The INSIDER daily digest -- April 4, 2022

By John Liang / April 4, 2022 at 2:01 PM

This Monday INSIDER Daily Digest has news on a couple of the Pentagon's FY-23 unfunded priorities lists and more.

U.S. Indo-Pacific Command and U.S. Central Command have sent lawmakers their fiscal year 2023 unfunded priorities lists:

INDOPACOM sends Congress $1.5B unfunded priorities list

U.S. Indo-Pacific Command has sent Congress a list of unfunded priorities totaling about $1.5 billion for fiscal year 2023, according to a document obtained by Inside Defense.

CENTCOM sees $35M unfunded need to replenish 'bunker buster' bombs

U.S. Central Command has for now identified a single item on the annual unfunded priorities list it sends to Congress: $35 million to replenish GBU-57 Massive Ordnance Penetrators, sometimes called "bunker buster" bombs, according to a letter obtained by Inside Defense.

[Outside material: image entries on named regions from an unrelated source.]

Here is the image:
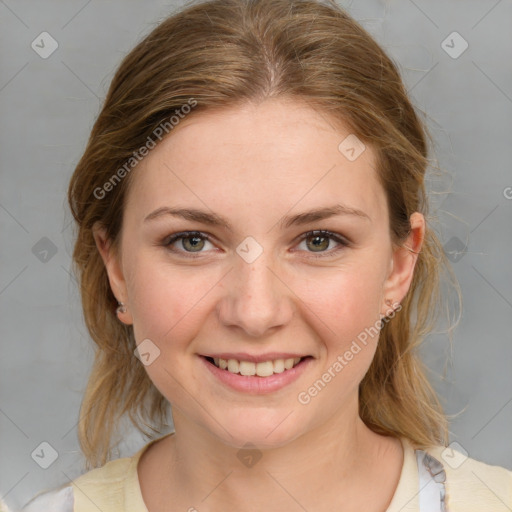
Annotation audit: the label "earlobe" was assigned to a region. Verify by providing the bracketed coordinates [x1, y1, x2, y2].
[381, 212, 425, 315]
[92, 223, 133, 325]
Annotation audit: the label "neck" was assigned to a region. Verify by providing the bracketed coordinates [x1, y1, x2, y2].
[161, 400, 396, 511]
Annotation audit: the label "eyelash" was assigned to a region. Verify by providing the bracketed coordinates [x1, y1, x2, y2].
[163, 229, 351, 258]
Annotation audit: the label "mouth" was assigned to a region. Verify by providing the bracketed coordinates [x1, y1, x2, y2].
[201, 356, 312, 378]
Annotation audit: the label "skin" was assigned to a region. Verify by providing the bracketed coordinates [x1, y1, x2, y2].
[94, 98, 425, 512]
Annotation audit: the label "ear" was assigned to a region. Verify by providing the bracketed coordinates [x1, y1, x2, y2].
[381, 212, 425, 316]
[92, 222, 133, 325]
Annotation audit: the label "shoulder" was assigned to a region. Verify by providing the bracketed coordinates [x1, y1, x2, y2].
[425, 446, 512, 512]
[21, 484, 74, 512]
[20, 457, 133, 512]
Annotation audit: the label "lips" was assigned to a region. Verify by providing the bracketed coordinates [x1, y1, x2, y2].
[199, 354, 314, 394]
[207, 357, 303, 377]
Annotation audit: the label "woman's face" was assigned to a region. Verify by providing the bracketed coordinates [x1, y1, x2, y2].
[97, 99, 424, 446]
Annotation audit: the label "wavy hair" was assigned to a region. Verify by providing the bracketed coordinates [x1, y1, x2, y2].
[68, 0, 461, 468]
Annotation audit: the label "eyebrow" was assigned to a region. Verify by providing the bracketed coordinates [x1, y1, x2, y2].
[144, 204, 371, 231]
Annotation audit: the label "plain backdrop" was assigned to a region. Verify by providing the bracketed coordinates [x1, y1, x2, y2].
[0, 0, 512, 509]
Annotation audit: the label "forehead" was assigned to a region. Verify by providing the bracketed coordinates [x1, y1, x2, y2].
[126, 100, 386, 227]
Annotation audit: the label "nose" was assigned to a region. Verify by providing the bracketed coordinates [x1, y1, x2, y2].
[218, 251, 294, 338]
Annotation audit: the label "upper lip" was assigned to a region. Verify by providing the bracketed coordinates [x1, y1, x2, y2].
[201, 352, 308, 363]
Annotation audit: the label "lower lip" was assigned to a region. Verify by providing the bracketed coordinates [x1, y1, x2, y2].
[200, 356, 313, 395]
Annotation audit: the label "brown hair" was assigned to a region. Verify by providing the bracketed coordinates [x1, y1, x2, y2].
[68, 0, 461, 468]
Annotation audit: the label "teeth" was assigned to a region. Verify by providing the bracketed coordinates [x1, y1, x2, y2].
[213, 357, 301, 377]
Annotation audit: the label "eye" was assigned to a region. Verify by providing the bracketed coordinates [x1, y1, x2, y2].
[163, 230, 350, 258]
[164, 231, 211, 253]
[294, 230, 350, 258]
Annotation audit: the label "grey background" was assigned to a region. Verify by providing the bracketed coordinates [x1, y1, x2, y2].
[0, 0, 512, 509]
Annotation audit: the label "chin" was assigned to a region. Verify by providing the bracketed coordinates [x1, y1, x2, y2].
[208, 409, 301, 449]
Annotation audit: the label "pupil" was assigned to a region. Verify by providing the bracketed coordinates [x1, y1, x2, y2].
[313, 235, 327, 249]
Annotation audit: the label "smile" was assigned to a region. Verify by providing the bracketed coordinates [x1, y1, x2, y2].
[206, 357, 304, 377]
[199, 356, 314, 394]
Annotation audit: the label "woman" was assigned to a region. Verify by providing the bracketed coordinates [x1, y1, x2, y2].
[20, 0, 512, 512]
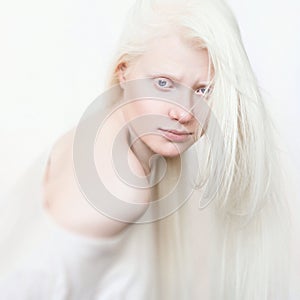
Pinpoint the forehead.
[132,34,210,86]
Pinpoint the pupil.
[159,80,167,86]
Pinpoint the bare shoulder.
[43,120,149,237]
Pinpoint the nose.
[169,106,193,124]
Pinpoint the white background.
[0,0,300,195]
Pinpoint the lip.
[159,128,191,143]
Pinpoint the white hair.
[104,0,289,300]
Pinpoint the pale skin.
[44,34,209,238]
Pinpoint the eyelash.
[154,77,173,89]
[154,77,211,95]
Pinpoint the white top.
[0,211,155,300]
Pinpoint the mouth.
[159,128,192,143]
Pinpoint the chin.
[149,142,188,158]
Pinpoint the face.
[119,35,210,157]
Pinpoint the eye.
[195,86,211,96]
[154,77,173,89]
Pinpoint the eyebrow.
[147,72,211,88]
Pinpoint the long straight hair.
[107,0,289,300]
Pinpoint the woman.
[0,0,289,299]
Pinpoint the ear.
[117,62,127,88]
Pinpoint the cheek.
[126,100,167,121]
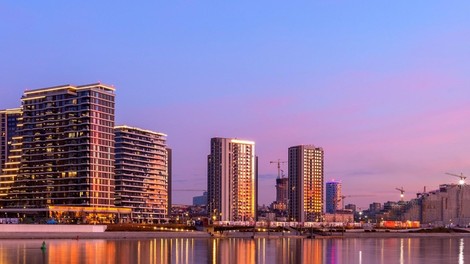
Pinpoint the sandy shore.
[0,231,470,240]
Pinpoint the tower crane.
[269,159,287,179]
[446,172,467,186]
[395,187,405,202]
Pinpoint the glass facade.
[115,126,169,223]
[288,145,324,222]
[207,138,257,221]
[1,84,114,208]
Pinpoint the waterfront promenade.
[0,231,470,239]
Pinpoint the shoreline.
[0,231,470,240]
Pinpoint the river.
[0,237,470,264]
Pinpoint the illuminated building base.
[0,206,132,224]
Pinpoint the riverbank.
[0,231,470,240]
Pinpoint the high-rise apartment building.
[288,145,323,222]
[0,108,21,175]
[325,180,342,214]
[207,138,258,221]
[0,83,127,222]
[115,126,170,223]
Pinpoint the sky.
[0,0,470,208]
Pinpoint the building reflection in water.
[0,238,470,264]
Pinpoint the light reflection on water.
[0,238,470,264]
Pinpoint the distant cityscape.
[0,83,470,226]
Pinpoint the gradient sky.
[0,1,470,208]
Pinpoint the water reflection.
[0,238,470,264]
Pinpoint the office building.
[193,192,207,206]
[207,138,258,221]
[325,180,342,214]
[0,83,128,222]
[288,145,324,222]
[166,148,173,219]
[0,108,21,175]
[115,126,169,223]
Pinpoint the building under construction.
[383,184,470,226]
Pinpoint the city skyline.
[0,1,470,208]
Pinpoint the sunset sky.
[0,1,470,208]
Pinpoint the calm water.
[0,238,470,264]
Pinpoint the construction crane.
[446,172,467,186]
[334,194,373,210]
[395,187,405,202]
[269,159,287,179]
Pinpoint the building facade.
[0,83,125,222]
[115,126,169,223]
[288,145,324,222]
[193,192,207,206]
[325,180,342,214]
[0,108,21,175]
[207,138,258,221]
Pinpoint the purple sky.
[0,1,470,208]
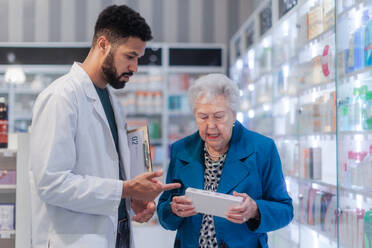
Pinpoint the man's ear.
[96,35,111,55]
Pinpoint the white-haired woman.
[157,74,293,248]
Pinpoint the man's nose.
[129,59,138,72]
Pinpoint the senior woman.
[157,74,293,248]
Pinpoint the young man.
[30,5,180,248]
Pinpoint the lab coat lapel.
[71,62,116,158]
[108,88,132,179]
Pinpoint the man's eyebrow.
[127,51,139,56]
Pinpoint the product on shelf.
[323,0,335,30]
[300,147,322,180]
[364,211,372,248]
[0,170,17,185]
[0,97,8,148]
[364,13,372,66]
[307,5,323,40]
[362,91,372,130]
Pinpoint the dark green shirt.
[94,84,128,220]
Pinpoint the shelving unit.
[230,0,372,248]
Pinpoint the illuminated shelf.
[0,184,16,194]
[0,230,15,239]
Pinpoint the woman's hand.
[131,199,156,223]
[226,191,259,224]
[170,196,197,217]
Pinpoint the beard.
[102,51,133,89]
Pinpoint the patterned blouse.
[199,145,227,248]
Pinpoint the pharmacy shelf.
[0,184,17,194]
[337,66,372,82]
[0,230,16,239]
[337,0,368,20]
[286,175,337,195]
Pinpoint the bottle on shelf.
[0,97,8,148]
[353,10,369,70]
[362,91,372,130]
[364,11,372,67]
[350,85,368,131]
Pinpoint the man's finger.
[146,170,163,179]
[163,183,181,191]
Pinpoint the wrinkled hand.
[131,199,156,223]
[122,170,181,202]
[226,191,258,224]
[170,196,197,217]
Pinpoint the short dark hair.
[93,5,152,44]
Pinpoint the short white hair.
[188,73,239,113]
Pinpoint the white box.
[185,188,243,218]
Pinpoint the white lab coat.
[30,63,133,248]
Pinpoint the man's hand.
[122,170,181,202]
[131,199,156,223]
[170,196,197,218]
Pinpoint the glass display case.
[230,0,372,248]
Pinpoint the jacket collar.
[177,121,254,193]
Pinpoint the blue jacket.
[157,122,293,248]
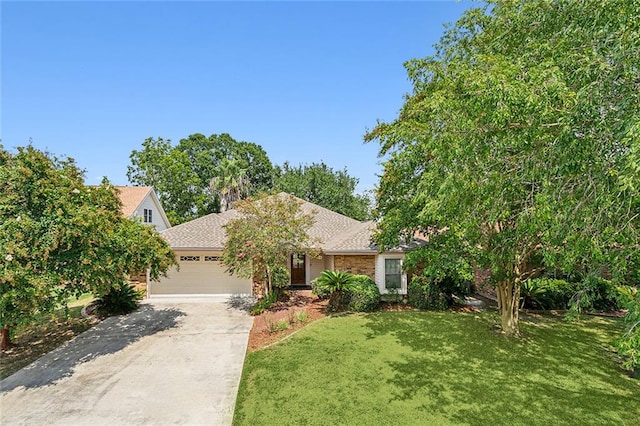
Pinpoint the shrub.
[311,278,331,300]
[408,275,469,311]
[95,283,142,316]
[251,291,278,315]
[296,311,309,322]
[271,266,291,288]
[568,276,621,315]
[520,278,576,309]
[315,270,354,311]
[276,319,289,331]
[616,286,640,371]
[347,275,380,312]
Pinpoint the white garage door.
[149,252,251,296]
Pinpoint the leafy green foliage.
[223,194,314,292]
[0,146,176,344]
[569,275,620,315]
[271,265,291,289]
[522,278,578,309]
[127,133,272,224]
[273,162,371,220]
[365,0,640,335]
[616,286,640,370]
[347,275,380,312]
[315,269,356,312]
[251,291,279,315]
[95,283,142,316]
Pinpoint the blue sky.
[0,0,473,191]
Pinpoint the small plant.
[615,286,640,371]
[287,308,296,325]
[251,291,278,315]
[95,283,142,316]
[348,275,380,312]
[296,311,309,322]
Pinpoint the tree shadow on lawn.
[367,312,640,424]
[0,304,186,392]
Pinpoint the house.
[116,186,171,231]
[147,193,422,296]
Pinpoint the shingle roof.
[116,186,151,217]
[161,192,422,254]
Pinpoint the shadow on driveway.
[0,304,186,392]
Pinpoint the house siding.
[333,255,376,280]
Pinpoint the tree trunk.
[0,325,11,349]
[496,280,520,337]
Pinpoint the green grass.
[0,294,94,379]
[234,311,640,426]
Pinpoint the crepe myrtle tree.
[0,145,177,348]
[223,193,315,293]
[365,0,640,335]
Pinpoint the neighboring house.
[147,193,424,296]
[116,186,171,231]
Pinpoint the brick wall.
[333,255,376,280]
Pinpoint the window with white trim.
[144,209,153,223]
[384,259,402,290]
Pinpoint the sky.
[0,0,477,192]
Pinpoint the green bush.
[616,286,640,371]
[251,291,278,315]
[520,278,577,309]
[569,276,622,314]
[408,275,469,311]
[347,275,380,312]
[95,283,142,316]
[271,266,291,288]
[311,278,331,300]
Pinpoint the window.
[384,259,402,289]
[180,256,200,262]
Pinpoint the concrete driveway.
[0,299,253,425]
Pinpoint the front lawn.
[234,311,640,426]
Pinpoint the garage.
[148,251,251,296]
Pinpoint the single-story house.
[147,193,421,297]
[116,186,171,231]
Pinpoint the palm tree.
[209,158,249,212]
[316,269,356,311]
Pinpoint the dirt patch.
[247,291,327,352]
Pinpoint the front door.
[291,254,307,285]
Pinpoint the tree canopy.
[127,133,272,225]
[365,0,640,335]
[274,162,371,220]
[0,145,176,345]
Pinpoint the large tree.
[127,133,273,224]
[274,162,371,220]
[223,194,315,292]
[0,145,176,347]
[365,0,640,335]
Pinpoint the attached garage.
[148,251,251,296]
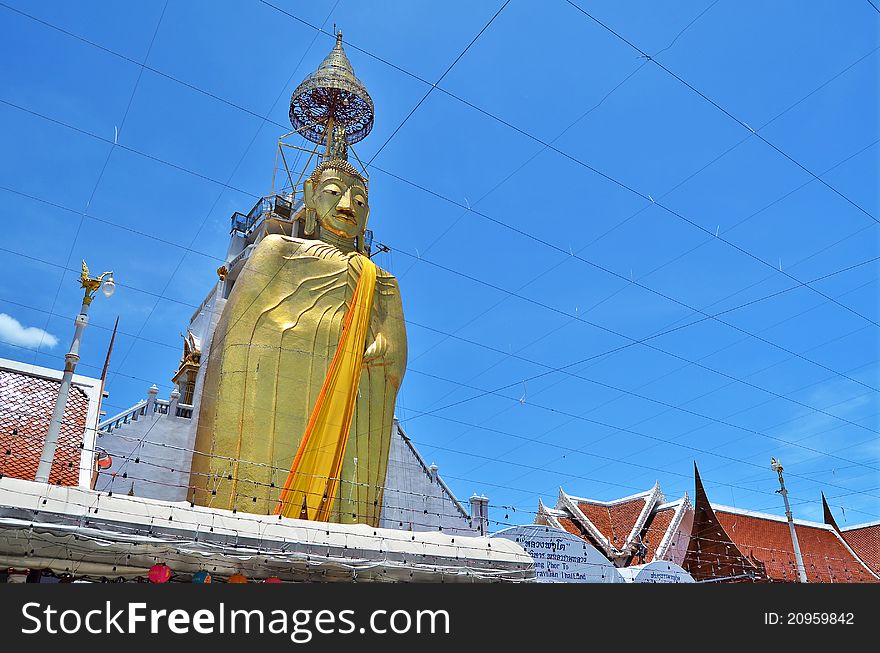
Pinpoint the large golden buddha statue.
[190,34,406,525]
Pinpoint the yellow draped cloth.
[275,257,376,521]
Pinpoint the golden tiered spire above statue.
[191,33,406,526]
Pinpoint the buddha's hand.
[364,333,388,366]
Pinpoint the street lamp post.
[770,458,807,583]
[35,261,116,483]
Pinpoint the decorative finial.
[290,30,373,159]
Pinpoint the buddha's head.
[303,159,370,249]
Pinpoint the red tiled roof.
[578,497,645,549]
[557,517,584,537]
[715,507,876,583]
[682,463,766,582]
[841,524,880,574]
[0,370,89,485]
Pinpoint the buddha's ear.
[303,179,318,236]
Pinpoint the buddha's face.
[306,168,370,238]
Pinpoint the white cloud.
[0,313,58,349]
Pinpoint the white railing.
[98,399,147,433]
[98,399,193,433]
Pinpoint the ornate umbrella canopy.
[290,32,373,145]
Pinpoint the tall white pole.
[34,261,116,483]
[34,293,92,483]
[771,458,809,583]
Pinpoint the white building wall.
[379,420,477,535]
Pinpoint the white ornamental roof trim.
[840,520,880,533]
[0,477,534,582]
[557,488,617,557]
[559,482,659,506]
[654,492,692,560]
[621,481,663,552]
[536,499,566,531]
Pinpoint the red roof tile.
[715,508,876,583]
[841,524,880,574]
[0,370,89,485]
[578,497,645,549]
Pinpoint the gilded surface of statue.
[191,35,406,526]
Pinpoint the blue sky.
[0,0,880,527]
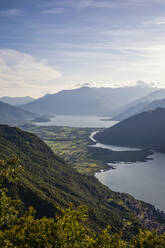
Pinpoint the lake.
[35,115,117,128]
[37,115,165,211]
[95,153,165,211]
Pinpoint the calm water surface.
[95,153,165,211]
[37,115,165,211]
[35,115,117,128]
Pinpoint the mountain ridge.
[0,125,165,235]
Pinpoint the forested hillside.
[0,125,165,236]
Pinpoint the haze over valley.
[0,0,165,245]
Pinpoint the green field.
[23,125,151,175]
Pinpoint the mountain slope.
[95,108,165,152]
[0,125,165,233]
[0,96,34,106]
[0,102,36,123]
[113,89,165,121]
[22,87,154,115]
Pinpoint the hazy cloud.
[0,49,61,87]
[0,9,23,17]
[41,8,65,14]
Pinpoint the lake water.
[35,115,117,128]
[95,153,165,211]
[37,116,165,211]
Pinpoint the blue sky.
[0,0,165,97]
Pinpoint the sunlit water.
[35,115,117,128]
[95,153,165,211]
[35,116,165,211]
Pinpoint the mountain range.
[0,102,37,124]
[0,125,165,233]
[113,89,165,121]
[0,96,34,106]
[22,86,155,116]
[95,108,165,152]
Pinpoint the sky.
[0,0,165,97]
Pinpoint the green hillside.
[0,102,36,124]
[95,108,165,152]
[0,125,165,236]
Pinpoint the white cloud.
[0,9,23,17]
[0,49,61,96]
[41,8,65,14]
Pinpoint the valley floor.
[21,125,151,175]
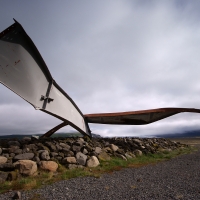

The Missile Defense Agency's fiscal year 2023 budget request includes $89 million for the Hypersonic and Ballistic Space Tracking Sensor project, which is slated to be on orbit by mid-FY-23:

HBTSS payloads taking shape; L3Harris and Northrop eye acquisition endgame

The Hypersonic and Ballistic Space Tracking Sensor project is beginning to take physical shape, with both L3Harris and Northrop Grumman beginning assembly of their respective prototype payloads as the two companies await word from the Missile Defense Agency on whether a down-select is in the offing or if both could be carried forward as suppliers.

Air Force engineers in coordination with Boeing have issued a temporary fix to a flaw found on the KC-46A airborne refueling tanker:

KC-46 cleared for TRANSCOM fueling missions as program grapples with trim defect

Air Mobility Command has authorized the KC-46A Pegasus to refuel the F-35A and F-22 aircraft, expanding the new tanker’s U.S. Transportation Command-approved mission sets as the aircraft awaits full mission capability and faces a recently discovered trim issue.

During a recent panel discussion hosted by the Center for a New American Security, defense analysts took the Pentagon to task for how it calculates for inflation:

Defense analysts: DOD too optimistic in FY-23 about buying power lost to inflation

Washington analysts who have had several days to dissect the fiscal year 2023 defense budget request criticized the White House and Pentagon today for using unrealistic inflation assumptions, but were uniform in their predictions that Congress would add tens of billions more to the Pentagon's coffers.